Update: here’s my final edit of the chart; I think the city labels are much less misleading now. I’ve come across a much more fine-grained data set, albeit from 1995; you can see it in my Nov. 27, 2013 blog post.
Here’s the original, which seemed to imply that the bars were only made up of population from the indicated cities, whereas the bars indicate the population of the entire country at the same latitude of those cities:
A co-worker and friend happened to mention that Vancouver was further north than Montreal; I sort of knew that, but I was surprised to find out it was 400 km further north. So I was curious, and tried to find a histogram of Canadian population by latitude; maybe my Google fu was lacking, but I couldn’t find one, so I decided to make one myself.
Little did I know what I would discover; that data is not easy to obtain. There is lots of population data available for download from the Statistics Canada website, but it does not contain geographical coordinates, and StatsCan uses its own defined areas called census subdivisions. They have available for download geographical boundary files, but they would have required an amount of computation rather disproportionate to the task of simply determining latitudes.
Luckily, StatsCan also makes the population available by Forward Sortation Area, the first three letters of the Canadian six letter postal code, e.g. the FSA of the Canadian parliament at postal code K1A 0A9 is K1A. So now it was just a matter of finding out the latitudes of FSAs or postal codes. Simple, right?
Wrong. Canada Post considers its postal codes intellectual property subject to copyright; a license to use and analyze it costs $892 a year for StatsCan’s info, and over $5000 for many business products. They are suing a website for providing information on postal code geography. Universities used to be able to access Canada Post’s geographical data, but no longer. I work for a university, and the reference library has someone who is able to take the publicly available ArcGIS files and determine the centroids using the expensive proprietary commercial software for which the university has a license.
So: the population data is divided into 1600 FSAs, which is pretty decent resolution. The centroid (geographical center) for most postal codes fits reasonably well within the 0.5 degree latitude (about 55 km) resolution of the graph, except of course for the very large FSAs the farther north you go. But in any case, these areas would have had to be aggregated somehow to even be visible on the scale (for example, if if the northernmost FSA, X0A, were spread out among its 14 degrees of latitude), so I think this is a reasonable compromise.

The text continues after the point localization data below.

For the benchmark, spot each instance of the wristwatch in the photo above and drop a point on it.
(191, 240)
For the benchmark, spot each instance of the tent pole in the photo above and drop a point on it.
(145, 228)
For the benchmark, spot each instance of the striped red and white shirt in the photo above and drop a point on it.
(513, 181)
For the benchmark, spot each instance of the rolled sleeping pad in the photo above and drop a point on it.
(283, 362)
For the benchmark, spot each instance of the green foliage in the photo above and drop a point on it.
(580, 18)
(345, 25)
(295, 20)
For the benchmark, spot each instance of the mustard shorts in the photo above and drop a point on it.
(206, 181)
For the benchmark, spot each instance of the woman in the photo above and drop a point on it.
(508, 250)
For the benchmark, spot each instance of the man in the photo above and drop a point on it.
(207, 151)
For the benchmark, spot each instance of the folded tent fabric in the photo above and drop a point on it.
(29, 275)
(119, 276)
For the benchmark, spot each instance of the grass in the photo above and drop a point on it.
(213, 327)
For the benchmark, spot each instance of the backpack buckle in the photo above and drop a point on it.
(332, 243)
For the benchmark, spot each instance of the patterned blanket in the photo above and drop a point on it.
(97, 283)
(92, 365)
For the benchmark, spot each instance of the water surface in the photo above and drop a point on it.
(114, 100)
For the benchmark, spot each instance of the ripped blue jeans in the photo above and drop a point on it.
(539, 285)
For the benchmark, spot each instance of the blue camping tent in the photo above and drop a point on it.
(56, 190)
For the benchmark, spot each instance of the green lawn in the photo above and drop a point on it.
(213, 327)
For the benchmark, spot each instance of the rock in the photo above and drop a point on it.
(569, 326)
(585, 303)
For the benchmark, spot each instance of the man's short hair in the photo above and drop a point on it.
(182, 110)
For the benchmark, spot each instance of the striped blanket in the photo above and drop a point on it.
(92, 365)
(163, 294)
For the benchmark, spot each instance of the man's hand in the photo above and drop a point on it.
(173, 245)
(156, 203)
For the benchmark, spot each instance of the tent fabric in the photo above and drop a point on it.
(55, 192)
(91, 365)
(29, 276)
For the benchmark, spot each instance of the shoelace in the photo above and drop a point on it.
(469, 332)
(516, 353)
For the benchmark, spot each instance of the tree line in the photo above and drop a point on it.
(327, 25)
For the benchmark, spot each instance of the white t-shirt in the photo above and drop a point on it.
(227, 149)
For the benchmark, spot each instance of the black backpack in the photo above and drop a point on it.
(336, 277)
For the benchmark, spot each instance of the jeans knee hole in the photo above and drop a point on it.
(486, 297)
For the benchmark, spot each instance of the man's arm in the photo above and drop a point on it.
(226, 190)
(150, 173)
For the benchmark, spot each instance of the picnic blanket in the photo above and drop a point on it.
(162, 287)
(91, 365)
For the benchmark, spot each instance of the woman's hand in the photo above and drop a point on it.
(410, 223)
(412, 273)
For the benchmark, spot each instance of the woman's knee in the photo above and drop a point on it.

A note on the city labels: I tried to give the largest municipalities that contributed to the population in each bar of the histogram as an aid to understanding, not as a systematic data set. This became difficult for some of the larger FSA’s; it was difficult to match the latitude of a town with the latitude of the centroid of its FSA. So in some cases, I may have used a town with a population of 2,000 when there was a town with 3,000 people at the extreme north or south of the FSA. And a note about Edmonton: it straddles two bars because the center of the city is almost exactly on the demarcation, 53.5 degrees north. Edmonton is a bit smaller than Calgary, but there are other sources of population in each latitude than the city mentioned, so do not draw the wrong conclusion from the size of the bars.
You can peruse the data I used in this Google Doc.
Comments are welcome, even, nay especially, critical ones.
EDIT 2013-10-16 14:49 GMT: Montreal straddles the 45.5 degree latitude, and by marking the 45.5-46.0 bar as “Laval”, the graph appeared to be indicating that Laval had a larger population than Montreal. I’ve explained how the labels are generated, but it’s an obvious conclusion to draw from a glance at the map without reading the methodology (and the methodology had to be tweaked for Edmonton and Montreal, which straddle the cusps of the graphs, and the centroids of the FSAs are problematic to begin with). Clarity is the most important thing, so I’ve updated the bar to read “Laval & Montréal”. Thank you to the commenters in Reddit’s dataisbeautiful forum for pointing this out.
EDIT 2013-10-16 15:33 GMT: When you’re wrong, you’re wrong, and I was wrong. My labels were utterly misleading. Now I have put the major contributor AND every Canadian city with over 100,000 population on the graph. I had intended the labels just as a geographical reference, but I definitely did not think through what fresh eyes coming to the graph would think.
EDIT 2013-10-16 21:53 GMT: These labels are really getting me in trouble. I produced the graph first without them, but I envisaged a torrent of “You should have indicated where these people live!” I’ve removed the most northerly ones, because again, they’re misleading. Lesson learned: less is more.
EDIT 2013-10-16 22:41 GMT: Added hi-res version without labels. I think that’s enough editing today. Enjoy! And thanks for all the feedback! The vast majority of it was very constructive, it’s appreciated.